Institute of Democracy and Economic Affairs (Ideas) CEO Wan Saiful Wan Jan said the royalty’s decision to come out in open in a show of support would prompt a rethink from the federal government.
“Hopefully, with the involvement of royalty, the government would reconsider its stance on the matter,” he said.
He urged the federal government and Petronas to stop politicising the issue and “pay up” he RM1 billion demanded by the state government.
He said the federal government should honour Act 114 of the Petroleum Development Act that was signed in 1974 between all states and the federal government, which entitles Kelantan to earn oil royalty from 2004.
“It is as simple as someone having made a promise to someone else. But the problem is the issue has been politicised,” he said.
He also rebuked suggestions that the federal government could pay the oil royalty money through other means — such as federal bodies — and not to the state government if it’s not confident of the state leadership.
“The federal government has no business in judging the suitability of a state government.
The agreement is for federal to pay the money to the state government of the day. The Kelantan people will decide who’s their state government,” he said.
PAS vice-president Datuk Husam Musa said that the state is thankful to the sultan’s support and reiterated that royalty have always been supportive of the state’s demands.
“We will continue with our demands and we will continue working hard,” he said, adding that former Football Association of Malaysia (FAM) deputy president Tan Sri Annuar Musa, an Umno member, had also signed a memorandum supportive of the state’s efforts during a football match at Bukit Jalil back in April.
Husam said that the state is also up in arms over Petronas’ refusal to land a gas pipe line in Kelantan although gas is being extracted in Kelantan waters.

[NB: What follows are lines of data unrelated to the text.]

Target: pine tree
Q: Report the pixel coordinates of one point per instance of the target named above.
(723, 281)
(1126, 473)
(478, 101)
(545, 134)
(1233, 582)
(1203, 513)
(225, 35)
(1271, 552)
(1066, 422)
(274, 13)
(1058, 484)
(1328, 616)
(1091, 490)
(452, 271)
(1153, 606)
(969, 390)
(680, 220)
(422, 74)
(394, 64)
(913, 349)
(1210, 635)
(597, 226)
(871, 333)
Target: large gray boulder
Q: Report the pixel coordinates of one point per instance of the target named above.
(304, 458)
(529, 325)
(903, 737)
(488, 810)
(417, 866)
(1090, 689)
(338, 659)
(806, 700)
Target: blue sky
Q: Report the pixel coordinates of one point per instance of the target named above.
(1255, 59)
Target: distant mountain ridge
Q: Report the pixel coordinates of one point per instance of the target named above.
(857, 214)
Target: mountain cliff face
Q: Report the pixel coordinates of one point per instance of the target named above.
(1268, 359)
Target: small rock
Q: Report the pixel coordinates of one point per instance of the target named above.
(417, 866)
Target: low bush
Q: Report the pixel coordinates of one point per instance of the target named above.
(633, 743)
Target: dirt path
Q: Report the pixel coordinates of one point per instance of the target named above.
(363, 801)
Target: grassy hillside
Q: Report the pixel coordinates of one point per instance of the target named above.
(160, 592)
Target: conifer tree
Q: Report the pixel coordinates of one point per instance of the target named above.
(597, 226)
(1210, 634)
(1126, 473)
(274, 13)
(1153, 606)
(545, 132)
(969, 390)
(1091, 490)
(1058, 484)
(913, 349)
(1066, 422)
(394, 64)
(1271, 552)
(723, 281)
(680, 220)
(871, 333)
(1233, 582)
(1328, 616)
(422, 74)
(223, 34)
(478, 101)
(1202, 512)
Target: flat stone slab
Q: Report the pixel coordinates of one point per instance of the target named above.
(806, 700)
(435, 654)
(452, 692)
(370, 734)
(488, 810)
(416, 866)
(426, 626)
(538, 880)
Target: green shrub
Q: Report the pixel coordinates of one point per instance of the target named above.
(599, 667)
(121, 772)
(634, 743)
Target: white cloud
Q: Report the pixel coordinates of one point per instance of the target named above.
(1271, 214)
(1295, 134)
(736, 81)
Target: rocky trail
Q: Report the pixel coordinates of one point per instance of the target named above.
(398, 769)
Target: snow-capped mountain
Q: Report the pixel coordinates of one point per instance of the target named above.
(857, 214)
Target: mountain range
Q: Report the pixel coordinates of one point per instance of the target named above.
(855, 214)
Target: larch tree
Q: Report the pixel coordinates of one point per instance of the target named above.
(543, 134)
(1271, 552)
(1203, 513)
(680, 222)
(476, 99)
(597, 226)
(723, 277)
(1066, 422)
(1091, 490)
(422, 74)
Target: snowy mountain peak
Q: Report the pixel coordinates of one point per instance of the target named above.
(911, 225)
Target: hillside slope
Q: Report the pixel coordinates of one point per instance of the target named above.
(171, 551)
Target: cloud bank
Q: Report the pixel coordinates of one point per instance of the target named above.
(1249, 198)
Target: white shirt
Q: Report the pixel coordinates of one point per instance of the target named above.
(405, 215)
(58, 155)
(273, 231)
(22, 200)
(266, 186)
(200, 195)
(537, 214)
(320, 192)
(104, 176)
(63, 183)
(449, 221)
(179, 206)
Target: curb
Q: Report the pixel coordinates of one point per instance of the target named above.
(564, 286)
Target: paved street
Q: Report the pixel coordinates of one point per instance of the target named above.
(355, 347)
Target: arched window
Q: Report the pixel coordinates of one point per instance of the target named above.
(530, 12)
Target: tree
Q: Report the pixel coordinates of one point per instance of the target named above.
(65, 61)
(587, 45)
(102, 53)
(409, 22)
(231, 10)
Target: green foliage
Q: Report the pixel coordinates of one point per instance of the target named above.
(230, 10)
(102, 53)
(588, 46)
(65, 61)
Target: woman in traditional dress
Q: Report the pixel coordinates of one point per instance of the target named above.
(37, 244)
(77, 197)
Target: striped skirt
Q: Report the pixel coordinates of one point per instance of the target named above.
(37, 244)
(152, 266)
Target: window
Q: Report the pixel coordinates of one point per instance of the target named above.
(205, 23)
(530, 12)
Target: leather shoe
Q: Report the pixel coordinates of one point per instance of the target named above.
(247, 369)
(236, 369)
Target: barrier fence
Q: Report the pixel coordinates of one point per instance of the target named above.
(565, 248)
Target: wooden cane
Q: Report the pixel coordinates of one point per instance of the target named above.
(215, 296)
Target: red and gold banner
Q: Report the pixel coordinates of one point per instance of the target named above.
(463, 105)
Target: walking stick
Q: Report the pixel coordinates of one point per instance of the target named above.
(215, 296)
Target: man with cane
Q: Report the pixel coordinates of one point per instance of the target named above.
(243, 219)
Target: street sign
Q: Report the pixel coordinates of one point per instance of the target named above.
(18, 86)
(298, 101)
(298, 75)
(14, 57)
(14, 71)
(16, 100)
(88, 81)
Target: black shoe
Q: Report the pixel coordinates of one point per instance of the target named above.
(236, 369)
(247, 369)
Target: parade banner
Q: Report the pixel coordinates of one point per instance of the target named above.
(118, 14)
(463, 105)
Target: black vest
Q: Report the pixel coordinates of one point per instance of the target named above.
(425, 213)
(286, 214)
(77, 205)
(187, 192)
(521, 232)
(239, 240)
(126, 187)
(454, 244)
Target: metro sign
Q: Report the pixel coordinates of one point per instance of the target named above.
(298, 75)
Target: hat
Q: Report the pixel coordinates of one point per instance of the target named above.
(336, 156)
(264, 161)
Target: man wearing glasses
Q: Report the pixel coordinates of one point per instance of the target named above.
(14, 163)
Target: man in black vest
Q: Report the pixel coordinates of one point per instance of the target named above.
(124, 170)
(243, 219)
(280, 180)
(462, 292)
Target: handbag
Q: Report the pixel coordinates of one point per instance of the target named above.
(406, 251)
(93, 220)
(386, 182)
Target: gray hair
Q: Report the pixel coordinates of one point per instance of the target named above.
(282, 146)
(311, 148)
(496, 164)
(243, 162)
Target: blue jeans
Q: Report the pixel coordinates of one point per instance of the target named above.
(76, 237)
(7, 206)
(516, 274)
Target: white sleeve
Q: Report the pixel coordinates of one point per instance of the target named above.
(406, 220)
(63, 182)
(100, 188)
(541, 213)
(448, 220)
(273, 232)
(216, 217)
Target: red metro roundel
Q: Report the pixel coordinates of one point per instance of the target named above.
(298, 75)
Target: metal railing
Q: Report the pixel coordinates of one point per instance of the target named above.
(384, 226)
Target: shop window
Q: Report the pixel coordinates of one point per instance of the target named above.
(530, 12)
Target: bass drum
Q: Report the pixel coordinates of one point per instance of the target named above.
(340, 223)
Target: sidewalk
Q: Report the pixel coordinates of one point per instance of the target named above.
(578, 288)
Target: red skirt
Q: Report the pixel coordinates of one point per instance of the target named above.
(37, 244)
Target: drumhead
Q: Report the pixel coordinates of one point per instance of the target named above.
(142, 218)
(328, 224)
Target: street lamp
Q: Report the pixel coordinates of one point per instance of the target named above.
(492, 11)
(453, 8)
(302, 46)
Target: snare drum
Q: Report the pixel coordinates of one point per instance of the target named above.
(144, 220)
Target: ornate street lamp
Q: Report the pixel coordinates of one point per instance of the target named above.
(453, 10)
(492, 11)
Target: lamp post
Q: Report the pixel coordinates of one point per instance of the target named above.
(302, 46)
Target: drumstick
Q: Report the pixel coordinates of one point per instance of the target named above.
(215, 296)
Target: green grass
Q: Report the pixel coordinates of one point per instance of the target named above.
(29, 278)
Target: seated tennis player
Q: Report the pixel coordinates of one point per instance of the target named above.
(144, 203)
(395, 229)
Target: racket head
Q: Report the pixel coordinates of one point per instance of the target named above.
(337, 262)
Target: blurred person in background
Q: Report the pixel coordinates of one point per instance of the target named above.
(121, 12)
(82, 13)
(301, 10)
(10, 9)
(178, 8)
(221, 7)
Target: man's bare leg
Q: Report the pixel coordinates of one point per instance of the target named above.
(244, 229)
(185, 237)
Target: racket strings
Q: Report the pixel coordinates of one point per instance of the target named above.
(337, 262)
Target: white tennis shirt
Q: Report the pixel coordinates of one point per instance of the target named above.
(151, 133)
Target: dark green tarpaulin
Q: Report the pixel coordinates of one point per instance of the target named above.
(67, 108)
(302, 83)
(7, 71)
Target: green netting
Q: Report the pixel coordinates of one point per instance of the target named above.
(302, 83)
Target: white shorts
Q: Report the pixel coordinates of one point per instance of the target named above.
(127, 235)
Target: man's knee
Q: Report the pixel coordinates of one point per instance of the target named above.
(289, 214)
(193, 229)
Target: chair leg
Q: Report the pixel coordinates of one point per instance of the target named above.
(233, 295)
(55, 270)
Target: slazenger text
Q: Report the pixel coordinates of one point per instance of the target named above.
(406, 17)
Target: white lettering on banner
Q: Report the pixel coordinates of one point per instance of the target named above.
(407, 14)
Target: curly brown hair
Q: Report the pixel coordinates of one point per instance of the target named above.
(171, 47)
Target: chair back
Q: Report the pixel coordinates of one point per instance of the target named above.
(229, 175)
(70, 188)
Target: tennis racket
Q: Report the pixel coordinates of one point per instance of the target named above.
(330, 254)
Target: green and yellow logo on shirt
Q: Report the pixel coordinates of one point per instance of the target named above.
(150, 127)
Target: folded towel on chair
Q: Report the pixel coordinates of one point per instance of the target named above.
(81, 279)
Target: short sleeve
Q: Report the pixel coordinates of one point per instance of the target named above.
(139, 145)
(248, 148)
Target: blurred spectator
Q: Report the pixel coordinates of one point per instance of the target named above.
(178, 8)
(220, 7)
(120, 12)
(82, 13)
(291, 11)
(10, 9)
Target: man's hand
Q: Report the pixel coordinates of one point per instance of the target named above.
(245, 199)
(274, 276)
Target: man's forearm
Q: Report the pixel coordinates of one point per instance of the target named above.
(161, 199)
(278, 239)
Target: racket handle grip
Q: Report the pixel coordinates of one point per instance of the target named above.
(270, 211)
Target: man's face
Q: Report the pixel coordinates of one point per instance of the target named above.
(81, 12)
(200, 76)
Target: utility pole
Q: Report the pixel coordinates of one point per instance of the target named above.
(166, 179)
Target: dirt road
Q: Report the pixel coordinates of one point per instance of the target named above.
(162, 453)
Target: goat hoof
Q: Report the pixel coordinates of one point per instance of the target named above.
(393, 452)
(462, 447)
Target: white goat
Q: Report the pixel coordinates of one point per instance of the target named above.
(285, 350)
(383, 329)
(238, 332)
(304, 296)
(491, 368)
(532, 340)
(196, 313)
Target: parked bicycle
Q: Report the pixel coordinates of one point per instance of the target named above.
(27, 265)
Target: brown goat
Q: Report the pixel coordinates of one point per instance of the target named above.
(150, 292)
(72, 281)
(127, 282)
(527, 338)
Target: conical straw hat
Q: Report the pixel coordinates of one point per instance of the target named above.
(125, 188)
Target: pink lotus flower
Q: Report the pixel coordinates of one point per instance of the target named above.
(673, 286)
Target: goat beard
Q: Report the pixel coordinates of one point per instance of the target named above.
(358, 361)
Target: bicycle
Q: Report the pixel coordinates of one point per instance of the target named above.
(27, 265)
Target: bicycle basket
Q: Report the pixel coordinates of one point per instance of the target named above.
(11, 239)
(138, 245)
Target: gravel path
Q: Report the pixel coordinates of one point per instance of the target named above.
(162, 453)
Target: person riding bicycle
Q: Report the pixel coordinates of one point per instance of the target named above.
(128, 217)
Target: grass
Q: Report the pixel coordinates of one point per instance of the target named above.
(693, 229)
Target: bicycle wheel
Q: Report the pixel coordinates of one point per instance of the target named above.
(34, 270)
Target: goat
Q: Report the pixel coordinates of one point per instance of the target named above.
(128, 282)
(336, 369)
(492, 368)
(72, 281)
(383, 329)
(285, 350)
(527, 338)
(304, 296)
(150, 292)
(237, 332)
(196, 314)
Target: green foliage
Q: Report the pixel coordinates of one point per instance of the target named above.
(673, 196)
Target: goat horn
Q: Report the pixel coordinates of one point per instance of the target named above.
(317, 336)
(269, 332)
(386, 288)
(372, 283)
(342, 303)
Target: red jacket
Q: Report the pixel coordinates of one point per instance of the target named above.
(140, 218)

“These are purely Kelantan waters. But (Petronas) is landing the gas in Terengganu instead.
They told us that landing it in our shores would mean high carbon content,” he said, adding that gas lines in Kelantan would spur the petrochemical industry in the state.
PAS’s Chairman of International Affairs Dr Syed Azman Syed Ahmad Nawawi assured that the state would be responsible in using the oil royalty money for the benefit of the Kelantanese people — which is what the sultan wants.
“If we get the money, we can build a highway from Kota Baru straight to Kuala Lumpur.”